Я пересказал ей все, что сообщил мне Фонтана. И заключил свой рассказ словами: «Ты не представляла себе, что это будет так сложно, да?»
— Я думала, будет во сто крат хуже. Что тут вообще такого уж страшного, Роберт? Твой друг сказал, что никто не может нам запретить любить друг друга и жить вместе. Разве это не самое главное? Разве это вообще не все, чего мы хотим?
— Но если я буду работать, я не смогу всегда жить в Каннах, Анжела. Об этом мы оба не подумали.
— Я-то подумала, — сказала она. — И поеду с тобой туда, куда тебя пошлют.
— Но ведь ты говорила, что никогда не покинешь Канны.
— Тогда в моей жизни еще не было тебя. А теперь Канны мне безразличны. Совсем. Я могу работать повсюду. В любом большом городе, где есть богатые люди. В Дюссельдорфе ведь их тоже хватает, верно?
— Да.
— Значит, пусть будет Дюссельдорф. Твоей жены я не боюсь. То есть того, что она тоже живет в Дюссельдорфе.
— Но покамест ты останешься в Каннах. А я приеду к тебе. Я подумаю, нельзя ли как-то припугнуть Карин.
— Нельзя.
— Что «нельзя»?
— Не говори так! Твой адвокат наверняка прав, но ты не можешь, не имеешь права так поступить: причинять ей неприятности, не давать денег и так далее. Я не хочу, чтобы ты делал все, что тебе советует твой адвокат. Многое придется, я понимаю, но не все. Например, телефон, счет в банке. И еще кое-что. Но ты не можешь оставить свою жену без средств к существованию.
О, Анжела, подумал я. С тех пор, как Фонтана потребовал этого, я все время твердил себе, что я не могу, не имею права так поступить. И вот теперь то же самое сказала Анжела, имевшая все основания разделить мнение Фонтана.
— Ты должен платить за квартиру и за страховку и давать ей столько денег — их можно переводить на ее счет в банке, — чтобы она жила безбедно. Обещай мне, что ты так и сделаешь. Сколько ты зарабатываешь, Роберт?
Я сказал.
— Тогда дай ей еще полторы тысячи.
— Полторы тысячи? С платой за квартиру и страховкой это составит три тысячи! Это слишком много! Тогда она никогда не согласится на развод, — заявил я, а сам мысленно благодарил Анжелу, благодарил от всего сердца, потому что и сам думал именно о такой сумме.

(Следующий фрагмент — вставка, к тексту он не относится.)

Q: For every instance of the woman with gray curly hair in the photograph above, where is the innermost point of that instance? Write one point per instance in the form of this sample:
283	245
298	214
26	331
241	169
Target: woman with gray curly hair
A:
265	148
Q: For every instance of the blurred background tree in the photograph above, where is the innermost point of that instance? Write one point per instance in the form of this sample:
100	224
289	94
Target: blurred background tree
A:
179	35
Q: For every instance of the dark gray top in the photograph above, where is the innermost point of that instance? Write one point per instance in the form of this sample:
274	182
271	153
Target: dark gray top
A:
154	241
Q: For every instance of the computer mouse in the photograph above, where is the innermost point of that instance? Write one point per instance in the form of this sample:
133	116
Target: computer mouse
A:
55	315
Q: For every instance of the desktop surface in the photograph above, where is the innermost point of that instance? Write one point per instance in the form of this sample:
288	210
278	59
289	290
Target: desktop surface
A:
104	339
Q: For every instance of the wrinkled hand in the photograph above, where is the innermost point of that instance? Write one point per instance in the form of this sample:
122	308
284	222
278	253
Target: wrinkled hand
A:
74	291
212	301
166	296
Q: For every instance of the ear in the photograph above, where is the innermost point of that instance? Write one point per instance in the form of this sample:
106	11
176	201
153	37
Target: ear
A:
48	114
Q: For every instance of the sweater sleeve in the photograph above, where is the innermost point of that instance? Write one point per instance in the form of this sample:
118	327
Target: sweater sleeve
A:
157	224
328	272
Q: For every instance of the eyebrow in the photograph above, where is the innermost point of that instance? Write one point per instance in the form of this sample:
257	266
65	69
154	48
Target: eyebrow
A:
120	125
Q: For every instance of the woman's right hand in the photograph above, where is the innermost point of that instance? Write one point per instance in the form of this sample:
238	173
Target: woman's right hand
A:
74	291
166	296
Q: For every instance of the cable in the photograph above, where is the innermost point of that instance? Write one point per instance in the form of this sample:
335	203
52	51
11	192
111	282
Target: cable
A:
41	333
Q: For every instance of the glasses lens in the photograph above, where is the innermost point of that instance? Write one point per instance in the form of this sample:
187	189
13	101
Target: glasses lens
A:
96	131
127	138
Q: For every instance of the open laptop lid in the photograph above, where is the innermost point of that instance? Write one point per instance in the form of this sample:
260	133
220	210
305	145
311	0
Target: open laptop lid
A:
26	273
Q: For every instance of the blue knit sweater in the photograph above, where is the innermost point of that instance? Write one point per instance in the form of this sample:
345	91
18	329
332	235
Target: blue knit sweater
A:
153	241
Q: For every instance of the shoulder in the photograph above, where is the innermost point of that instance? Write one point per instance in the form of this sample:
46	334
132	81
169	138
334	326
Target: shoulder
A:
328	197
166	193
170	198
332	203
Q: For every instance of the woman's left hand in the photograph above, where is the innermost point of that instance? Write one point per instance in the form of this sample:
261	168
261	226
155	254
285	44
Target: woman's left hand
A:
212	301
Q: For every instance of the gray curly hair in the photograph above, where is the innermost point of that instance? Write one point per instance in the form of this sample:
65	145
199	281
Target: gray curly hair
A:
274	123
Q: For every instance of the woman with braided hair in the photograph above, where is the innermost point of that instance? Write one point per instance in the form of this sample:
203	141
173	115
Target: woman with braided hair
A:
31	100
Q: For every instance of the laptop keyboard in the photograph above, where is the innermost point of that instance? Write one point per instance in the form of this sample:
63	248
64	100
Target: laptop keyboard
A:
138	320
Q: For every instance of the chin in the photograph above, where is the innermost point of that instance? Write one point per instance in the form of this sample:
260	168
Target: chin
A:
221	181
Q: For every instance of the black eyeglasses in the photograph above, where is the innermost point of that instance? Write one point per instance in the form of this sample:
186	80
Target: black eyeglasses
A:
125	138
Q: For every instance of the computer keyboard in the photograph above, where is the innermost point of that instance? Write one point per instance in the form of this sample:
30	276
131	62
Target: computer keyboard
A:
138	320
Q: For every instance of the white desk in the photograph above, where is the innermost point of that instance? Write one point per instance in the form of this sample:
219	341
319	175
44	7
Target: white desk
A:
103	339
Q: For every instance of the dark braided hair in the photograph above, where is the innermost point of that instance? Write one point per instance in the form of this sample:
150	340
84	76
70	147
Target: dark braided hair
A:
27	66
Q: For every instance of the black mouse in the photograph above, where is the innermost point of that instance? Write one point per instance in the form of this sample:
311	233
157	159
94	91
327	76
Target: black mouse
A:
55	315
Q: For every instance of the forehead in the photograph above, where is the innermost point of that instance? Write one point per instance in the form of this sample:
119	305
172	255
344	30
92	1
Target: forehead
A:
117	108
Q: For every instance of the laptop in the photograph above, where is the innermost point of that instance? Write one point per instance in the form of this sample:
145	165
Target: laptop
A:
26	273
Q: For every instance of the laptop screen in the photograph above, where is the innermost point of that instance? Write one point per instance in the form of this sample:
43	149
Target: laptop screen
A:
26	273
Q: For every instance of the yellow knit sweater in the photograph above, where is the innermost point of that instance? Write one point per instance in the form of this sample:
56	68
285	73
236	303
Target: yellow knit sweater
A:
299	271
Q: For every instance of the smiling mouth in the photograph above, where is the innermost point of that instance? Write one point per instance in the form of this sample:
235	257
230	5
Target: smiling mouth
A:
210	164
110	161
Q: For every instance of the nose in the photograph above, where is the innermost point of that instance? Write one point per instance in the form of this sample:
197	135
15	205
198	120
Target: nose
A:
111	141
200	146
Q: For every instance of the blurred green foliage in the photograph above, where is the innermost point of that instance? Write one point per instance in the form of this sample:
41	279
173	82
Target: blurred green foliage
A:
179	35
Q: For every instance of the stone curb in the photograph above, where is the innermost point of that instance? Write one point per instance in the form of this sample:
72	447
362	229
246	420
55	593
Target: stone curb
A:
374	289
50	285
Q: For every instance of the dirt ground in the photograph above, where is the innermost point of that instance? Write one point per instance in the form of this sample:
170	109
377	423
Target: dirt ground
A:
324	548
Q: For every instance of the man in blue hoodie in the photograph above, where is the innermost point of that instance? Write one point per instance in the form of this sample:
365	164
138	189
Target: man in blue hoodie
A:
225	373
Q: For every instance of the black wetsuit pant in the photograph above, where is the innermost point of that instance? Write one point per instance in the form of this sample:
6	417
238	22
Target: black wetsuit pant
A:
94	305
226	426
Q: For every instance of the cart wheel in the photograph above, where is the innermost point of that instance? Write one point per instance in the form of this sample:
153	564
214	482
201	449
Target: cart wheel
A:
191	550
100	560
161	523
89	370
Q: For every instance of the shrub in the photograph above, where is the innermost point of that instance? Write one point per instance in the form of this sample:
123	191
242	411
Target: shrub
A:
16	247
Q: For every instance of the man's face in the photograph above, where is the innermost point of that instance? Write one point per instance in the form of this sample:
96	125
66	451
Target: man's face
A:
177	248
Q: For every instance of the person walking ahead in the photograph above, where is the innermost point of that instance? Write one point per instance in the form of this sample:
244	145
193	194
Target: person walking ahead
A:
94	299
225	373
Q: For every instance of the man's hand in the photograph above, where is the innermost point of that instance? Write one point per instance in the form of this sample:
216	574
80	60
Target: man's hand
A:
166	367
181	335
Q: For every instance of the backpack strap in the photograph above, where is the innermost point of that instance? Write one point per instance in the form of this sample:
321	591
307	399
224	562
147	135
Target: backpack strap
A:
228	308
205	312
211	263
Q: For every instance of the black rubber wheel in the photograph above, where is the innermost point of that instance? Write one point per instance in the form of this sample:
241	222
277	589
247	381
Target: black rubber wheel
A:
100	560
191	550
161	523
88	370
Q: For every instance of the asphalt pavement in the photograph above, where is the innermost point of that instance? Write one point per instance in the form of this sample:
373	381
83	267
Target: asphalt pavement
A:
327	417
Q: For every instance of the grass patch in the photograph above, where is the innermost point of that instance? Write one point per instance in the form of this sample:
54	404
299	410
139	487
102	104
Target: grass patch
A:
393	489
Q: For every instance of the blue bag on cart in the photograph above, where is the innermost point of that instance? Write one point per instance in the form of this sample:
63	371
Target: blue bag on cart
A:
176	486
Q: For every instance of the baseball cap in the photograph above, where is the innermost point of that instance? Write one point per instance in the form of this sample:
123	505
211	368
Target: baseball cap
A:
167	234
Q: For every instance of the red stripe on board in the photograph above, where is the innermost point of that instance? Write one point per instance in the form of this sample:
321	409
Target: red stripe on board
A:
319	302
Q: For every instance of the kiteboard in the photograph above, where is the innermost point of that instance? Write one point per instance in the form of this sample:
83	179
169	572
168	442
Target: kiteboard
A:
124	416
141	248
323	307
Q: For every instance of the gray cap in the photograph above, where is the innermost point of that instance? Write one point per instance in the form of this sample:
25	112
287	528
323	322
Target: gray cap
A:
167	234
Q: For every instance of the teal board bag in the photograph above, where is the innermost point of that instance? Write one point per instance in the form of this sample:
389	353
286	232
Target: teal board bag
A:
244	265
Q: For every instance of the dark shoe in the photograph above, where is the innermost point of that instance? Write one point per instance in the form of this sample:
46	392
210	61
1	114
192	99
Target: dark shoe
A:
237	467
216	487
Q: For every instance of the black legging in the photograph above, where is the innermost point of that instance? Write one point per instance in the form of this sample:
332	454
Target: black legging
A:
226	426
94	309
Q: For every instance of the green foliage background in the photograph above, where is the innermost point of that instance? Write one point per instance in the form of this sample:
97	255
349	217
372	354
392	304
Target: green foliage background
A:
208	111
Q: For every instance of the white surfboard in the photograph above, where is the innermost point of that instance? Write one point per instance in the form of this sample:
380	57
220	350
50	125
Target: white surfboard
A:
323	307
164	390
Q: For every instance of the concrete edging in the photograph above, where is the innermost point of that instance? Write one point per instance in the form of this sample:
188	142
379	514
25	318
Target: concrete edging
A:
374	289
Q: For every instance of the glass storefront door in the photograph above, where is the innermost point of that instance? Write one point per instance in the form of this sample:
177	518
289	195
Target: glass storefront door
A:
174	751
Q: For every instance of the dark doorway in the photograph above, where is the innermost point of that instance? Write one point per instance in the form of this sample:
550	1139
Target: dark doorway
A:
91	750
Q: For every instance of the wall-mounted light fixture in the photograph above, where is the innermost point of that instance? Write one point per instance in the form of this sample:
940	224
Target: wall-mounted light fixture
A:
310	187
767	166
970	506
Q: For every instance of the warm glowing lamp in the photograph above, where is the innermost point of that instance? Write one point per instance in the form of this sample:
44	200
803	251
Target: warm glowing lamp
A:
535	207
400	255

— Она быстрее согласится на развод, когда убедится, что ты не подлец и не бросаешь ее на произвол судьбы. А тебе вполне хватит оставшегося.
— Но для нас двоих!.. — начал было я.
— У меня есть деньги. Я работаю. Зарабатываю. Так бывает во многих семьях. Если все сложить, у нас всегда будет достаточно денег. Более чем достаточно. Полторы тысячи — Роберт, обещай, что ты будешь давать ей эту сумму, ну пожалуйста!
— Да, — только и сказал я, а сам подумал, что никогда не скажу об этом Фонтана и что он, тем не менее, обязательно про это узнает и станет меня ругать, что я, пожалуй, и впрямь этими полутора тысячами навлекаю на себя беду, но что я в то же самое время никогда бы не успокоился, если бы не решился на это.
— Благодарю тебя. Все будет хорошо. Я совершенно в этом уверена и полна оптимизма. Приезжай. Приезжай ко мне. Знаю, ты должен работать. Но как только сможешь — приезжай. Я так тебя жду. У меня сейчас тоже много работы, это помогает — днем. Но не ночью.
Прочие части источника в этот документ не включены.